WASHINGTON – State dairy farmers said the expiration this week of the Northeast Dairy Compact thwarted years of efforts to get Maryland included in the organization, which sets minimum milk prices in some states.
Maryland farmers were “holding out hope that the dairy compact would help them remain economically viable,” said Valerie Connelly, director of government relations for the Maryland Farm Bureau.
Without the support of the Northeast compact, which expired Sunday, farmers here say more and more dairy farmers will be forced out of the business and their farms will be sold off for development.
Grocers and consumer groups disagree.
“It has been demonstrated already that it does not work and all the compact has done has been to increase milk prices to the consumer,” said Barry Scher, vice president of public affairs for Giant Food. “There are other alternatives available that will help dairy farmers without penalizing consumers.”
Although milk prices are high now, however, there is no guarantee that they will continue through the winter months, Connelly said. State agricultural officials said there are indications that milk prices could drop in the months to come.

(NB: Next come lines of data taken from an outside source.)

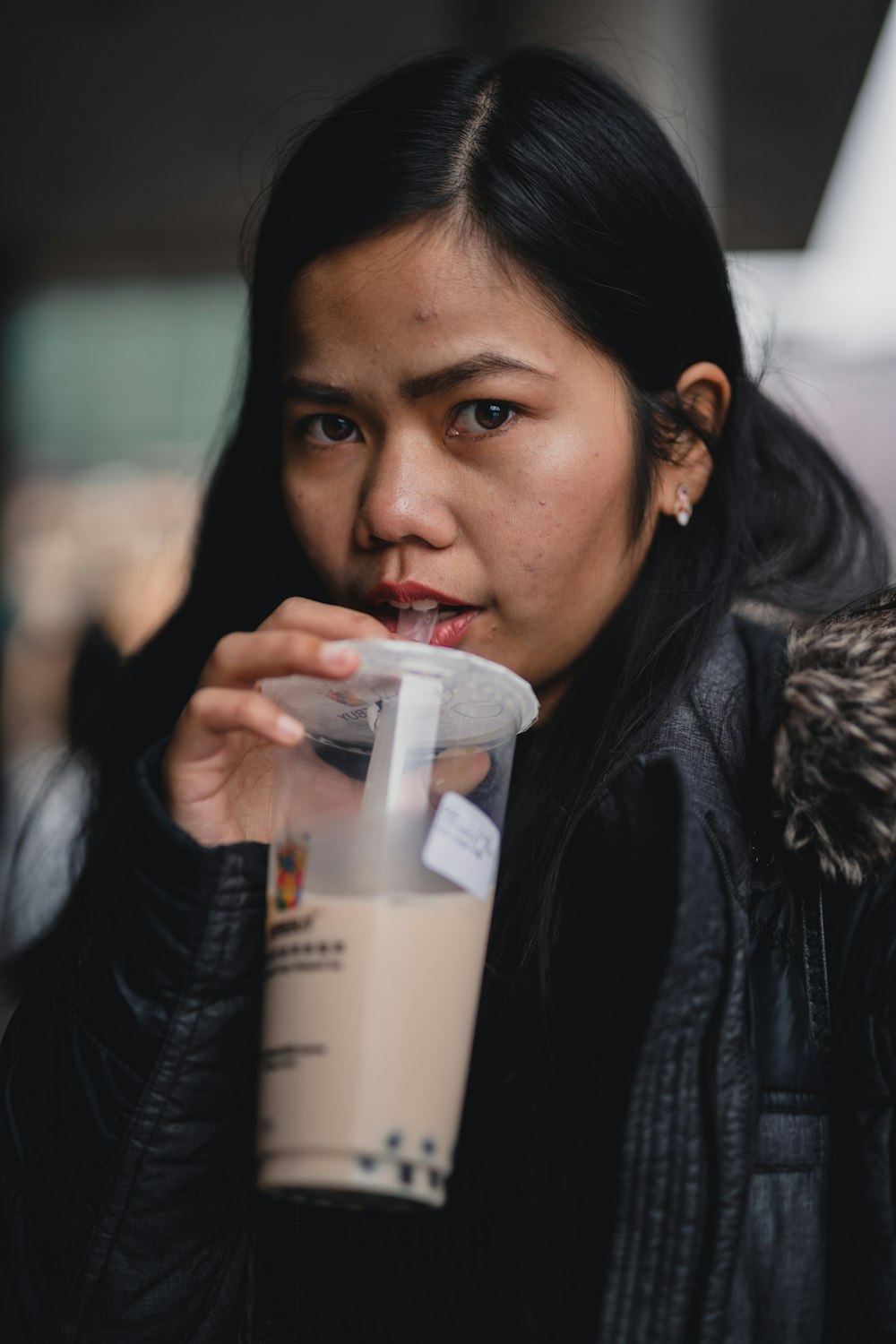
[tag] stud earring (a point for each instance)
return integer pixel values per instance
(684, 508)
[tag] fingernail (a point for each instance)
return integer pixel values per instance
(289, 730)
(336, 658)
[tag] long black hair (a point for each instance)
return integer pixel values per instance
(562, 171)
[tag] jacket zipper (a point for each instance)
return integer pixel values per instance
(702, 1279)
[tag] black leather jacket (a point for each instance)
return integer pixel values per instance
(712, 1161)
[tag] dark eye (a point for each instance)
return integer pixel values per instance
(328, 429)
(477, 417)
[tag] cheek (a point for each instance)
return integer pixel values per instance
(316, 521)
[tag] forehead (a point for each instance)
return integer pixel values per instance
(418, 282)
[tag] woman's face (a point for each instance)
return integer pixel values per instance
(447, 438)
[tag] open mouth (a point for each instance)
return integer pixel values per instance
(452, 624)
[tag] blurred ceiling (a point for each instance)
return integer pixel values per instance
(137, 134)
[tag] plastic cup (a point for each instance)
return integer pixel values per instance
(384, 849)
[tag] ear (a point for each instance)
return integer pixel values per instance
(705, 392)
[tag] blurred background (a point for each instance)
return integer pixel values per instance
(137, 137)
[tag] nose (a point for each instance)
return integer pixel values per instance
(408, 495)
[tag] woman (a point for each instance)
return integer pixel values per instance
(493, 355)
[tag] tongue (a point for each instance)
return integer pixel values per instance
(417, 625)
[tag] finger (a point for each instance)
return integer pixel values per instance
(458, 771)
(244, 659)
(330, 623)
(215, 711)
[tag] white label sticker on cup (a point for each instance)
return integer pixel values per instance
(462, 846)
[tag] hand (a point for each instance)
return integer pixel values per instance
(218, 766)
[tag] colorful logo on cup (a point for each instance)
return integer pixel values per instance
(347, 698)
(292, 859)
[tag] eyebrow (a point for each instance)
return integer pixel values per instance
(414, 389)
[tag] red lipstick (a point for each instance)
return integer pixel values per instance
(447, 632)
(410, 593)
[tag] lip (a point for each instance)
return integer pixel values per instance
(410, 593)
(447, 633)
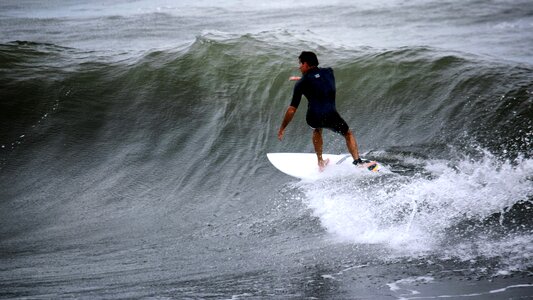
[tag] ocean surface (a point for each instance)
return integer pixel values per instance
(134, 137)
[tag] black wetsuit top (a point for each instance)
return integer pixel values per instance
(318, 86)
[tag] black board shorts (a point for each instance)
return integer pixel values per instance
(332, 121)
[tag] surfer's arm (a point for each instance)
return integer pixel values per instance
(289, 114)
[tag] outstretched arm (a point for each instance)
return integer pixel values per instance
(286, 120)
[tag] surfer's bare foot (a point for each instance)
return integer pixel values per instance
(322, 164)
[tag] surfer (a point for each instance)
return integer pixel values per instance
(318, 86)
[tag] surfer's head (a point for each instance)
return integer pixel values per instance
(308, 61)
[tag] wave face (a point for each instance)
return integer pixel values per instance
(169, 149)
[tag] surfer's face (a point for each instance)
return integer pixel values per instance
(304, 67)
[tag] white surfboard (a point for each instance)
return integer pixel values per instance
(304, 165)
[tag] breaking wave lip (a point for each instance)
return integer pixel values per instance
(425, 214)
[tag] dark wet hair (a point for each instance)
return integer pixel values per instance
(309, 58)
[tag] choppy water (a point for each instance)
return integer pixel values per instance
(134, 140)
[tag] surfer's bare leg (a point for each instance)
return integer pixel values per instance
(351, 143)
(317, 143)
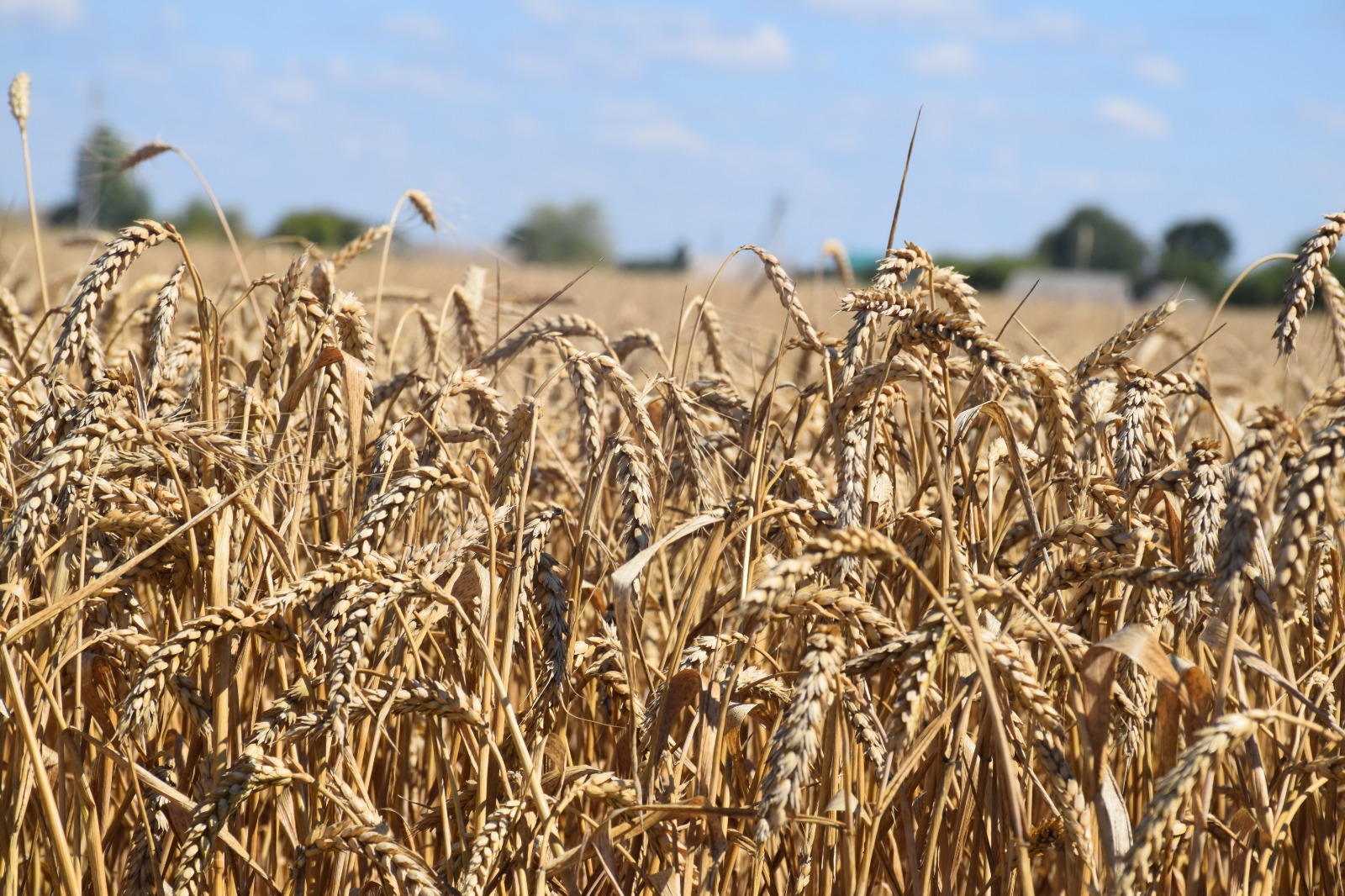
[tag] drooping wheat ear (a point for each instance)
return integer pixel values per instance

Maryland has been trying for years to join the New England compact, along with Delaware, New Jersey, New York and Pennsylvania. That effort was dashed when the compact expired Sunday. But farm groups and some legislators hope to revive the issue during debate on the farm bill, which is before the House of Representatives this week.
Midwestern dairy farmers oppose the continuation of the compact, which they say artificially inflates milk prices on the East Coast. While that helps small East Coast farms, which mostly sell fluid milk, it hurts Midwesterners, who see much of their milk used to produce cheese and dry milk.
Patrick McMillan, special assistant to the Maryland secretary of agriculture, said that the expiration of the compact would have no immediate effect on Maryland, but the hope that the state would eventually join was encouraging in bad times.
“It could potentially close that option,” he said. “However, we have every expectation that there will be an opportunity in Congress to renew that compact.”
Members of New York’s congressional delegation were expected to introduce an amendment to extend the dairy compact, a move Midwestern lawmakers are likely to try to block using House rules.
Paul Weller, executive director of the Maryland Dairy Industry Association, said the compact’s price supports would provide smaller Maryland dairy farmers with the profits they need to stay in business.
There is a lot of “economic pressure to sell out to developers,” he said. “It’s a tough business to be in.”
Weller was raised on a Western Maryland dairy farm, but his parents sold it in the 1970s because it was too small to be competitive, he said.
“That’s what’s happening all over Maryland,” Weller said.
Scher agreed that Maryland’s small farms and development pressures in the state are driving dairy farmers out of the business, along with the younger generation’s lack of interest in farming. But he noted that those reasons are unrelated to milk prices that the compact would support.
Still, the Maryland Farm Bureau is concerned that if the compact isn’t renewed with Maryland as a member, the state’s dairy farmers will be more discouraged than they already are.
“I think we’ll see a whole lot of farmers considering leaving the business,” Connelly said.